LEGO Star Wars for PS2 is adorable. It cannot go unsaid.
I read the reviews. It's too short, they said. It's too easy, they said. I'm sure they're right, but at the moment those are not even my concerns. Two-player co-op, check. Lots to unlock, check. Faithful reproduction of beloved franchise filtered through LEGO worldview, check.
This is a game you should budget. Any competent gaming pair could blow through it in a night, endangering your purchase value. It's like playing mini-golf. Adults take their time and enjoy the foibles and whims of each green, while kids whack the ball as fast as they can so they can get to the next putt. LEGO Star Wars requires a tempered pace.
The game covers Episodes I, II and III... spoilers! We got up to the Mos Espa podrace. That covers a couple levels playing as Jedis Qui-Gon and Obi-Wan and a couple more as Amidala and Captain Panaka. The pod race itself lets one player race as Baby Anakin Blue and the other as Baby Anakin Green. I suppose they could have saddled P2 with Ben Quadinaros or some other slapstick Ep. I alien-as-comic-relief throwaway, but, no, you get the Anatwins. In the world of LEGO Star Wars, however, that doesn't matter much.
It actually handles two-player, single-screen simultaneous pod racing rather well. Since you're not racing each other - the point of each lap segment is to beat Sebulba - the game can keep both players more or less together, almost as if it's only one vehicle. Rhonda and I crashed and burned multiple times, but it never became a chore to re-play a lap. Largely because the whole damn thing is so endearingly silly. The only flaw in the entire pod racing level is that one or two sections have a cutscene embedded in them, so if you die during that segment, you have to watch the brief movie again.
Throughout the game, you collect money... or in the LEGO parlance of our times, studs. Studs are used to buy additional characters and goofy options. I bought a Gonk Droid playable character before we played the first level, I was that enamored of it. After winning the pod race, Rhonda walked into Dexter's store (Dexter Jettster's Diner is the hub world, and you can't imagine how annoyed I am at having to type "Dexter Jettster") and she immediately spent almost all of our collected studs on a moustache cheat. It went something like:
Me: "Oh god, don't buy that mousta..."
Her: Click.
So now all the characters have moustaches.
Continuing the discussion search string of "cute AND video games," these are great great great. They're magnets done in a classic 8-bit Mario pixel style, available only in Japan. I ordered mine through J-List/J-Box and love them. You can get little dioramas showing various SMB scenes for the magnetized characters to cavort upon, or just order the magnets themselves. I picked up the entire series 1 a couple months back (7 dioramas and 9 extra magnets) and series 2 just appeared. I haven't picked up the series 2 dioramas, but I did order the series 2 magnets as well as another set of the series 1 magnets. They are powerful little guys, almost to the point of feeling glued to our fridge. Keep them away from sensitive media.

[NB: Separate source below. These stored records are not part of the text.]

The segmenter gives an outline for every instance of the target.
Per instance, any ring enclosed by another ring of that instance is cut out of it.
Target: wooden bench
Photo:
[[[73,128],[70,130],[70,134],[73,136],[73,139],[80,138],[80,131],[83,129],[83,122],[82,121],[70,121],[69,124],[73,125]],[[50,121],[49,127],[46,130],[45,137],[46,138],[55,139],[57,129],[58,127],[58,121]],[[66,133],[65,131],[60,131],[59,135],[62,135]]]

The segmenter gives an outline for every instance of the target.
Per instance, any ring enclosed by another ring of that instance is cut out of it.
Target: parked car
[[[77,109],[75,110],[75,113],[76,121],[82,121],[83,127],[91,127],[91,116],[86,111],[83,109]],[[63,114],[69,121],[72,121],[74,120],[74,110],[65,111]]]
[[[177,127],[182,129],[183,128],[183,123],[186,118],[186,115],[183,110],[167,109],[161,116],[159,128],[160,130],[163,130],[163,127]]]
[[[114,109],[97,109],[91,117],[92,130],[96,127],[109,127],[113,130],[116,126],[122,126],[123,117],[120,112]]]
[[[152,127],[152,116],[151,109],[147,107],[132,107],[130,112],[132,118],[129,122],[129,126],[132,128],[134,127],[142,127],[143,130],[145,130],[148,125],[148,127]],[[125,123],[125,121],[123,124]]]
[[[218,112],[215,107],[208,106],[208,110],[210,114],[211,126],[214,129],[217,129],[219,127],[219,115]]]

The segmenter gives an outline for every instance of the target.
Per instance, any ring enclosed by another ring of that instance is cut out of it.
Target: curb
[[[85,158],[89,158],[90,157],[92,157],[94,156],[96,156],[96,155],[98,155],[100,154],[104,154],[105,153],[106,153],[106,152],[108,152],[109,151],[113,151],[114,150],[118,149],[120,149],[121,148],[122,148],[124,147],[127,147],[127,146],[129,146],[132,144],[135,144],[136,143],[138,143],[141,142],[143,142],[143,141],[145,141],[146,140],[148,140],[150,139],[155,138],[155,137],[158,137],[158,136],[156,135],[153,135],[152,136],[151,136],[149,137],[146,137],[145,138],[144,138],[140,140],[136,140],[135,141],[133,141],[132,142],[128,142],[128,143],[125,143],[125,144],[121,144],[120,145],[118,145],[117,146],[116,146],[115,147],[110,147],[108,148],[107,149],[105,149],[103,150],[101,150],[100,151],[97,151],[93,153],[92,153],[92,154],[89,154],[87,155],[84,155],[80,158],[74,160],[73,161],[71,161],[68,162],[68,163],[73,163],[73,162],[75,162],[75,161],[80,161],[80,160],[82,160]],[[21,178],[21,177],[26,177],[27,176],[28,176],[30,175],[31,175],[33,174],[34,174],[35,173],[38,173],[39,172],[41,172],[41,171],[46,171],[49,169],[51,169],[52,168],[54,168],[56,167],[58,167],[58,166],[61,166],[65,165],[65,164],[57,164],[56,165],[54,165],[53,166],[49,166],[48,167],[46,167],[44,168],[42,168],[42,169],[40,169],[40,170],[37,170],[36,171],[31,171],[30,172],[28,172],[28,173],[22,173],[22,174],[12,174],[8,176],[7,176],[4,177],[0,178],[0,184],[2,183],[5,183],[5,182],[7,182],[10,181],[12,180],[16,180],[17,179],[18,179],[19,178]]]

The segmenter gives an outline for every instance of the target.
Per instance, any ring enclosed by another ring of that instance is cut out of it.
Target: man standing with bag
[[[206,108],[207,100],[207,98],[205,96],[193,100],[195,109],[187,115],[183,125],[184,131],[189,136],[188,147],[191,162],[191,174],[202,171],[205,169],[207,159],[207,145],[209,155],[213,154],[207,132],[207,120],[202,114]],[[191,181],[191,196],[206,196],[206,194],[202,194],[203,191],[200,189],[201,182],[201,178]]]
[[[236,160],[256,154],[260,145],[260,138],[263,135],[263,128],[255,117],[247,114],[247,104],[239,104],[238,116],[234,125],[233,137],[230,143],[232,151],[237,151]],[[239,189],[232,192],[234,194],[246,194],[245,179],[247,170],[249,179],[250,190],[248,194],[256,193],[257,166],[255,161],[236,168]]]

In Japan, these are blind-boxed collectibles, so you'd never know what you're getting until you buy it. Happily, J-List offers complete sets... including the rare chase pieces. And when you order from J-List, they use genuine Japanese newspapers as packing material, which is crazy awesome. One time I got some kind of bizarre old calendar page with the birthdays of American metal rockers listed. This time I got a big flyer for a local pachinko parlor (I assume). J-List also has a regular New Products email that always kicks off with interesting tidbits of life in Japan from an American's perspective, which I always enjoy reading.
The guy who writes it - and runs the company - has been living in Japan for years and is quite well immersed. He covers both the good and bad, from fascinating customs to bureaucratic quagmires. I quite look forward to reading them three times a week, which is pretty high praise for something that is effectively junk mail advertising his website.